How to implement an efficient _mm256_madd_epi8?

Question

Intel provides a C style function named _mm256_madd_epi16, which basically

__m256i _mm256_madd_epi16 (__m256i a, __m256i b)

Multiply packed signed 16-bit integers in a and b, producing intermediate signed 32-bit integers. Horizontally add adjacent pairs of intermediate 32-bit integers, and pack the results in dst.

Now I have two __m256i variables, each of them has 32 8-bit int in it.

I want to implement the same functionality as _mm256_madd_epi16 does, but each int32_t element in the result __m256i is the sum of four products of signed char instead of two pairs of signed int16_t.

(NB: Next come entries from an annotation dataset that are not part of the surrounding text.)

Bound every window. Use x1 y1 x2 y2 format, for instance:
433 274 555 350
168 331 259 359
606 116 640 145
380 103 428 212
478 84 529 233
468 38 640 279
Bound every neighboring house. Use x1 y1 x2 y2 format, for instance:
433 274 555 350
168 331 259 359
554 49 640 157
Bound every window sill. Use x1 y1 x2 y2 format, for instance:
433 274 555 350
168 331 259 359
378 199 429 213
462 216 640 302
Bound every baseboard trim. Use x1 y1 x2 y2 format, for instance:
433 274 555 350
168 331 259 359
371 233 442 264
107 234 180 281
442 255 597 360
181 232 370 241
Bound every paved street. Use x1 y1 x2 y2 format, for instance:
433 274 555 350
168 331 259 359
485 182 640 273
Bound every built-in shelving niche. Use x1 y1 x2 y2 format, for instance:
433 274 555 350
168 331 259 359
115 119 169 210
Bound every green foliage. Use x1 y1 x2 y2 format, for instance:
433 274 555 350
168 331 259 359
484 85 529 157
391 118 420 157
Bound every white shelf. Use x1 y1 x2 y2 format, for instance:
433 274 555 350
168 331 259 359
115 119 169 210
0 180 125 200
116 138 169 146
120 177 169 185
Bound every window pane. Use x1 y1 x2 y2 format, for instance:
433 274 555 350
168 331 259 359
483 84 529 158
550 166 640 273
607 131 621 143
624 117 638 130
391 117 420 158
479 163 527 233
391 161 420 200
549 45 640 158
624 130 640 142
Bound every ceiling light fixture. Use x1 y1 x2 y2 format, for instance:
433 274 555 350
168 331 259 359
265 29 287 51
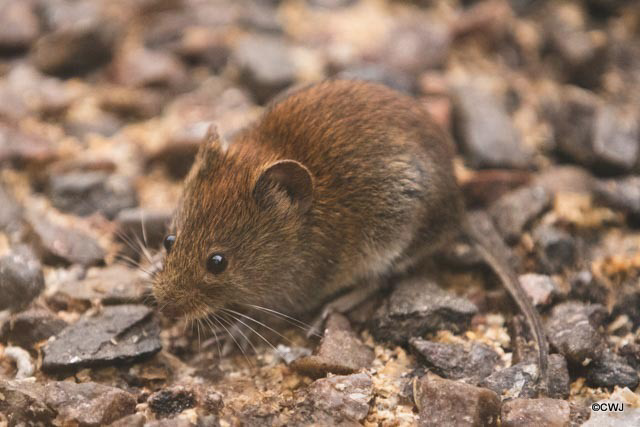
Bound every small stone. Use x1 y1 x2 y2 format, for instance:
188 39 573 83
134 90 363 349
29 215 105 266
454 84 531 169
569 270 609 305
32 0 115 75
0 185 24 240
307 373 373 422
409 338 500 385
116 208 172 252
336 63 413 93
147 122 204 179
42 305 161 372
147 386 197 418
544 3 608 87
501 397 571 427
533 165 594 196
371 278 478 343
48 171 138 219
0 64 76 117
518 273 558 306
546 302 607 364
595 176 640 218
1 308 67 349
489 186 551 243
479 354 569 399
587 351 639 390
109 414 148 427
292 314 375 378
414 374 500 427
44 381 136 427
381 16 451 78
533 224 576 273
0 247 44 311
462 169 531 207
99 86 166 119
0 123 57 169
581 400 640 427
178 27 231 72
113 45 186 87
233 36 296 104
0 379 56 426
0 0 40 52
47 264 150 309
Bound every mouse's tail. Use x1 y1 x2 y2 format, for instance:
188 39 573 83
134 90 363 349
465 211 549 395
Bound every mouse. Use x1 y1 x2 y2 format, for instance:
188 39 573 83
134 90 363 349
152 79 548 390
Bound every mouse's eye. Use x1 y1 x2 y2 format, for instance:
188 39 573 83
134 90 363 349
162 234 176 253
207 254 227 274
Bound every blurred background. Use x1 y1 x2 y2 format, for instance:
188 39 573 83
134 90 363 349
0 0 640 425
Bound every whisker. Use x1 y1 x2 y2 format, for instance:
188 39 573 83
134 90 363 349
220 313 258 354
223 308 291 342
223 308 280 354
203 313 222 359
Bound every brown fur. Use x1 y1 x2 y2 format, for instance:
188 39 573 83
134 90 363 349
154 81 463 315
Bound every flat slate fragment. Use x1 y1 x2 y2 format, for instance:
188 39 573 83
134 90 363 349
371 278 478 344
42 305 161 372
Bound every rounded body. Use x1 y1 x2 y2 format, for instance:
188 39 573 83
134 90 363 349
155 80 463 320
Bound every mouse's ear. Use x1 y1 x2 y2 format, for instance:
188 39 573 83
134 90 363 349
253 160 313 212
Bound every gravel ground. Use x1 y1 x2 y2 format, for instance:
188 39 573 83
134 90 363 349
0 0 640 426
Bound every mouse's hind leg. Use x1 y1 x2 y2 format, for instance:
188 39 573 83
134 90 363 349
307 278 384 338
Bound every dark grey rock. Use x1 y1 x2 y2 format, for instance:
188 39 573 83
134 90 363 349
595 176 640 218
0 0 40 52
569 270 609 305
533 224 577 273
519 273 558 306
414 374 500 426
44 381 136 427
371 278 478 343
29 215 105 265
112 47 187 87
307 373 373 422
147 386 198 418
0 380 57 426
116 208 172 248
454 84 531 168
233 36 296 104
48 171 138 219
409 338 500 385
32 0 116 75
1 308 67 348
592 105 640 172
546 302 607 364
336 64 414 93
0 247 44 311
489 186 551 243
42 305 161 372
479 354 569 399
587 351 639 390
500 397 571 427
291 314 375 378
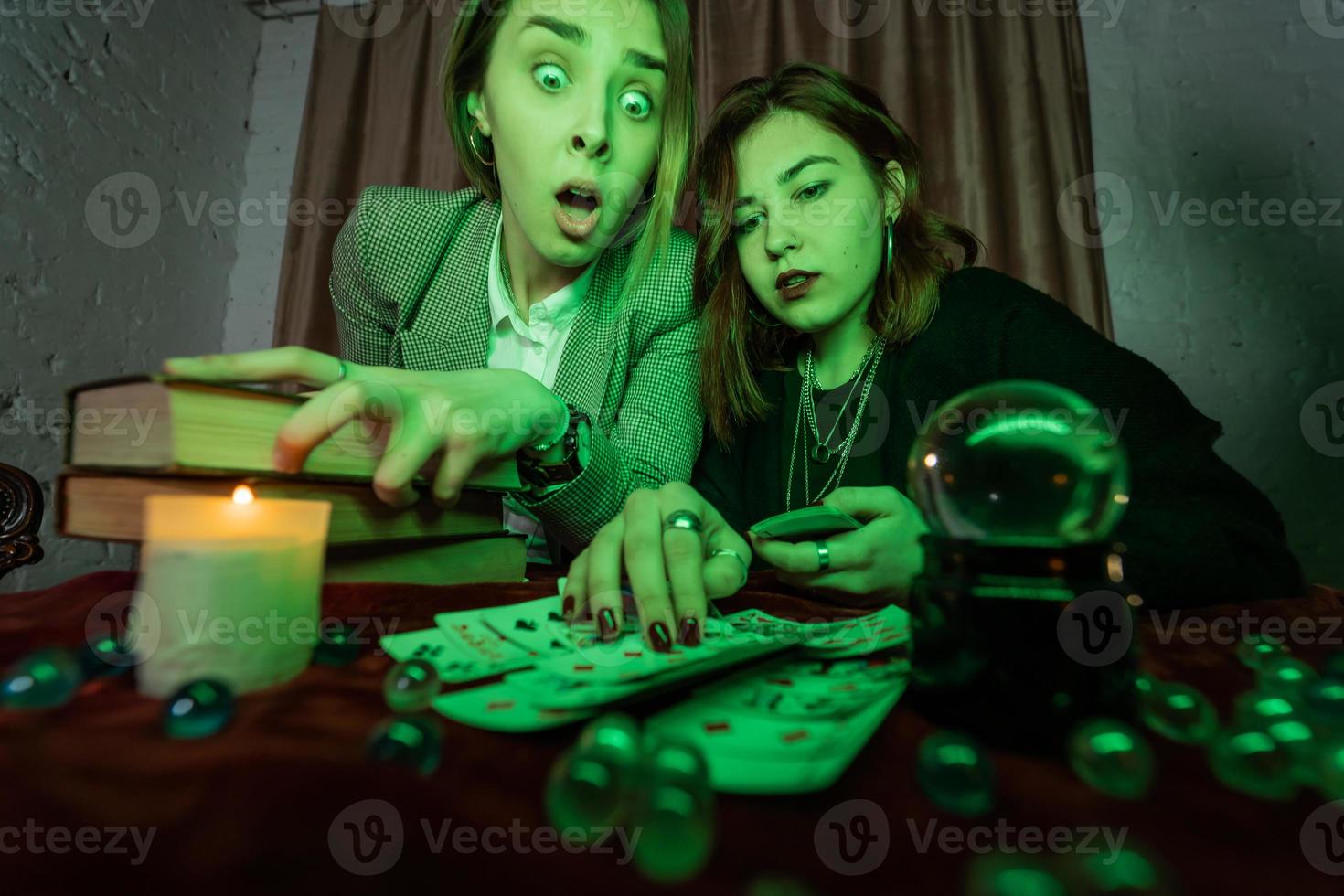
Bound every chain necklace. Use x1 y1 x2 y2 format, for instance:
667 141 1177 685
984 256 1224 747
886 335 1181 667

I can do that in a scalar loop:

  alignas(32) uint32_t res[8];
  for (int i = 0; i < 32; ++i)
      res[i / 4] += _mm256_extract_epi8(a, i) * _mm256_extract_epi8(b, i);
  return _mm256_load_si256((__m256i*)res);

Note that the multiply result is sign-extended to int before adding, and that the _mm256_extract_epi8 helper function¹returns signed __int8. Nevermind that the total is uint32_t instead of int32_t; it can't overflow anyway with only four 8x8 => 16-bit numbers to add.

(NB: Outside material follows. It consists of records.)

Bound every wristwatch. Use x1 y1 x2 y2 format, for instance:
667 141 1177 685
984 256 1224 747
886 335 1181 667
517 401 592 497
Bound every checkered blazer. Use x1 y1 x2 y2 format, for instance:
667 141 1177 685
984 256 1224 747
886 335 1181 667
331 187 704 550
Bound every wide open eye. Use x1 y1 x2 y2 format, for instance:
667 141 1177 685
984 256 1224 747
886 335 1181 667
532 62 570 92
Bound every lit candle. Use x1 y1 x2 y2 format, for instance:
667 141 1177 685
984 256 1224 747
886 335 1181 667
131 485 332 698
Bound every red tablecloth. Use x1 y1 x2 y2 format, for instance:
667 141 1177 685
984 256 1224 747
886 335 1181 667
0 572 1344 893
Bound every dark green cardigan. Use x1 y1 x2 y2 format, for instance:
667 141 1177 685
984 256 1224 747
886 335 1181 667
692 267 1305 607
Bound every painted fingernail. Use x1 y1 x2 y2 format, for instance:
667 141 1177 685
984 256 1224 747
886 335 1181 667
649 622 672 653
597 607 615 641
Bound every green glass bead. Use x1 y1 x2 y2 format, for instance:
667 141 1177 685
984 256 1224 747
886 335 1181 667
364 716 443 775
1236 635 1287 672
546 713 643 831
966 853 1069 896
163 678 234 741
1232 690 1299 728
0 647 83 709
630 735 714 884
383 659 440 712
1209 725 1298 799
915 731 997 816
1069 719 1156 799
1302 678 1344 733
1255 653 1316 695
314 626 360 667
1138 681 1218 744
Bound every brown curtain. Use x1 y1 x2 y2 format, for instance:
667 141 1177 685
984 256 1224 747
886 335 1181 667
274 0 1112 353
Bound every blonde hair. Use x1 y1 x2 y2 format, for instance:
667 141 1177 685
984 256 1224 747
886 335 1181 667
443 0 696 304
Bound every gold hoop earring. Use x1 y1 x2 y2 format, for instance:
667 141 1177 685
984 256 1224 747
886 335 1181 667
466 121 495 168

It looks very ugly, and doesn't runs efficiently unless the compiler does some magic to do it with SIMD instead of compiling as written to scalar extraction.

Footnote 1: _mm256_extract_epi8 is not an intrinsic. vpextrb only works for the low lane of a 256-bit vector, and this helper function may allow an index that isn't a compile-time constant.

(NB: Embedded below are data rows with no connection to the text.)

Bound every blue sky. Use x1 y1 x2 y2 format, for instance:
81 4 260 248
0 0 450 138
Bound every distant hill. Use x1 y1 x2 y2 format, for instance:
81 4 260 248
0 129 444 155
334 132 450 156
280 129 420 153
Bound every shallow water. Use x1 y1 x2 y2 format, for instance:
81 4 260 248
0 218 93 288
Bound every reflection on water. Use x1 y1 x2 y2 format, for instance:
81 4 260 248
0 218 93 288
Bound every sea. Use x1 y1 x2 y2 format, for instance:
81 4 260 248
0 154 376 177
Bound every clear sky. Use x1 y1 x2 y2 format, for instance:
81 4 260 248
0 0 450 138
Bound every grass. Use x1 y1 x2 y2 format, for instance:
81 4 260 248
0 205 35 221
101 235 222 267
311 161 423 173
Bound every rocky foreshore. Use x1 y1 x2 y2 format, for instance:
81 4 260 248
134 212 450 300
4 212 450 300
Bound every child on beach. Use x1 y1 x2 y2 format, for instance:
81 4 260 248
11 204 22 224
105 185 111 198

Peter Cordes · Accepted Answer

If one of your inputs is known to always be non-negative, you can use pmaddubsw; the 8->16 bit equivalent of pmaddwd. It does signed saturation to 16 bits if the sum overflows, which is possible, so you might need to avoid it if that's a problem for your case.

But otherwise, you can pmaddubsw and then manually sign-extend the 16-bit elements to 32 and add them. Or use pmaddwd against _mm256_set1_epi16(1) to hsum pairs of elements with correct handling of the signs.

The obvious solution would be to unpack your input bytes to 16-bit elements with zero or sign-extension. Then you can use pmaddwd twice, and add the results.

If your inputs are coming from memory, loading them with vpmovsxbw might make sense. e.g.

__m256i a = _mm256_cvtepi8_epi16(_mm_loadu_si128((const __m128i*)&arr1[i]);
__m256i b = _mm256_cvtepi8_epi16(_mm_loadu_si128((const __m128i*)&arr2[i]);

But now you have the 4 bytes that you want spread out across two dwords, so you'd have to shuffle the result of one _mm256_madd_epi16(a,b). You could maybe use vphaddd to shuffle and add two 256-bit vectors of products into one 256-bit vector of results you want, but that's a lot of shuffling.

So instead, I think we want to generate two 256-bit vectors from each 256-bit input vector: one with the high byte in each word sign-extended to 16, and the other with the low byte sign extended. We can do that with 3 shifts (for each input)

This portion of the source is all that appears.